Clinton hinted last week that she plans to zero in on Sanders’ perceived deficiencies, as exhibited during a recent, much-publicized sit-down with the New York Daily News that went bad. “He’s had trouble answering questions about his core issue, namely dealing with the banks,” she told reporters Monday while campaigning at an Indian restaurant in Queens. “He’s had trouble answering foreign policy questions. So I look forward to a debate that is in New York with people asking the kinds of questions that New Yorkers ask.”

Devine previewed a defense of Sanders responses in the bruising Daily News interview. “If you read the transcript, I don’t find it to be troubling at all,” he said. “His answers are completely cogent. The suggestions that he falls short are a political attack by Hillary Clinton and her allies.”

On Wednesday afternoon, Sanders huddled with his top advisers briefly to discuss debate preparations before a packed rally of 27,000 in Washington Square Park, headlined by the band Vampire Weekend, an event he had been forced to reschedule to attend the debate. “It is not just about electing a president, it is about creating a political revolution,” he told the crowd made up of many New York University students.

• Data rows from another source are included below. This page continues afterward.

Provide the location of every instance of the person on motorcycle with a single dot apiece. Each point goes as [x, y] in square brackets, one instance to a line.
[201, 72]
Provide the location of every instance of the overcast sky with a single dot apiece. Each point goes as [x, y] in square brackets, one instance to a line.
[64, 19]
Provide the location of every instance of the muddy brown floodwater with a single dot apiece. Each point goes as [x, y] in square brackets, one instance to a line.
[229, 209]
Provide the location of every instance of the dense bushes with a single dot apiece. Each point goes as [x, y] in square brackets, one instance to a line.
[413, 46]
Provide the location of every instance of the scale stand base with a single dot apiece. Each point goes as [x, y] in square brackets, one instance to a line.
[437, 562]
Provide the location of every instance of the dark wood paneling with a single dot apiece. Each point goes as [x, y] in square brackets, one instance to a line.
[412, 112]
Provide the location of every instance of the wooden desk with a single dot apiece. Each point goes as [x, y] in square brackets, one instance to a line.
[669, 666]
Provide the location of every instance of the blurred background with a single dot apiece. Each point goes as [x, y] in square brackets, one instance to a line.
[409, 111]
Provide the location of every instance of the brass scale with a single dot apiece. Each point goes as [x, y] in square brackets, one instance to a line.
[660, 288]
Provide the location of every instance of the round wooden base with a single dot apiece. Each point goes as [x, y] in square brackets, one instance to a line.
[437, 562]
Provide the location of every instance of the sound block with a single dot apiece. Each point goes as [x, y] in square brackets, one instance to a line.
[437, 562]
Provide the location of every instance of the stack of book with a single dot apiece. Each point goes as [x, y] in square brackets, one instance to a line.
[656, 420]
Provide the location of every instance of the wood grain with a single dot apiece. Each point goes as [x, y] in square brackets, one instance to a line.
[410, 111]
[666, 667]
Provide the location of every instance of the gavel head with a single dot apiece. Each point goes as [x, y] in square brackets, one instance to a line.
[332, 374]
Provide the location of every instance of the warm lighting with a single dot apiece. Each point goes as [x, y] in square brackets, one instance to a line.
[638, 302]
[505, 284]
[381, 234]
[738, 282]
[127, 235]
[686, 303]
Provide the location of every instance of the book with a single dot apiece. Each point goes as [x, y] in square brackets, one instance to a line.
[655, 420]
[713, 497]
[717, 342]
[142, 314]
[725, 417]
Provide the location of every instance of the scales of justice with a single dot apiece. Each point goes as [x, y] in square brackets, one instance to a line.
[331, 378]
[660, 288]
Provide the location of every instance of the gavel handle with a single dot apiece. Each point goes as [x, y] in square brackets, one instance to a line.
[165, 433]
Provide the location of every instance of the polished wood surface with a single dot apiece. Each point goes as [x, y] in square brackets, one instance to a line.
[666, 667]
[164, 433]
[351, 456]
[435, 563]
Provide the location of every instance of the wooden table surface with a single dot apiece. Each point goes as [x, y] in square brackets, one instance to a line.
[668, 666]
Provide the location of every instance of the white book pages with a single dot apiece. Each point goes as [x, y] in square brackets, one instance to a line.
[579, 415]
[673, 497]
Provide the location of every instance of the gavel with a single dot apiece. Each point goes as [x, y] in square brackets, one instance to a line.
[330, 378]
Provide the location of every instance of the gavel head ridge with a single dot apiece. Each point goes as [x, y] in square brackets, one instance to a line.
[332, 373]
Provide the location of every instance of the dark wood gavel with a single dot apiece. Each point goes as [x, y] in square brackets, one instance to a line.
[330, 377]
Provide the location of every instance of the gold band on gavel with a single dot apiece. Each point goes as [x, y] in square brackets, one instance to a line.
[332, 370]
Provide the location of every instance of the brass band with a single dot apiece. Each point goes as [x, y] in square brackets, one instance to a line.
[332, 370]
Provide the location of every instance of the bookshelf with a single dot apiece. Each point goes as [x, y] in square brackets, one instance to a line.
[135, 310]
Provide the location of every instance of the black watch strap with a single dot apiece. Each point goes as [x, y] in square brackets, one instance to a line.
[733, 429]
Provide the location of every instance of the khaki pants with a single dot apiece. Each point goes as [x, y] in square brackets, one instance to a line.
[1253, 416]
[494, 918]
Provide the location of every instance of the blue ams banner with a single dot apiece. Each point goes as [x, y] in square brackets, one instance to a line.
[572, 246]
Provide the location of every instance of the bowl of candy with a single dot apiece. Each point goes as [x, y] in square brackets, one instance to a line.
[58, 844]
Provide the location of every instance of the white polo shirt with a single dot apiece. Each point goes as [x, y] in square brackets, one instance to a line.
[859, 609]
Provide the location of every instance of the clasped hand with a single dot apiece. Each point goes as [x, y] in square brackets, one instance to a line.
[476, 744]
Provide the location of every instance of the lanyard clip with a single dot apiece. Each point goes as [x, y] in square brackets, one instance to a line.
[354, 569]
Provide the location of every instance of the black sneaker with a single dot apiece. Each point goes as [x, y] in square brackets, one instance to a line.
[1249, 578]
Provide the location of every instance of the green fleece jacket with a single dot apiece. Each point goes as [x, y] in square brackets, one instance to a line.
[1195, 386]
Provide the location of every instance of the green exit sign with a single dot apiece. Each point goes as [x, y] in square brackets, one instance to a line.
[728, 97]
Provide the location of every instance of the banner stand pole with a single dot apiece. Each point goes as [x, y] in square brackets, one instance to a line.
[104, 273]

Clinton allies, meanwhile, comforted themselves that a solid debate performance will ensure a win in New York that will finally close any viable path to the nomination for Sanders.

“Unlike horse shoes, close is no good,” said Democratic strategist David Axelrod. “So I expect [Sanders] will be very aggressive in this debate, as he has been in his appearances. And I’m sure Secretary Clinton will respond in kind. In other words, prepare for a testy affair.”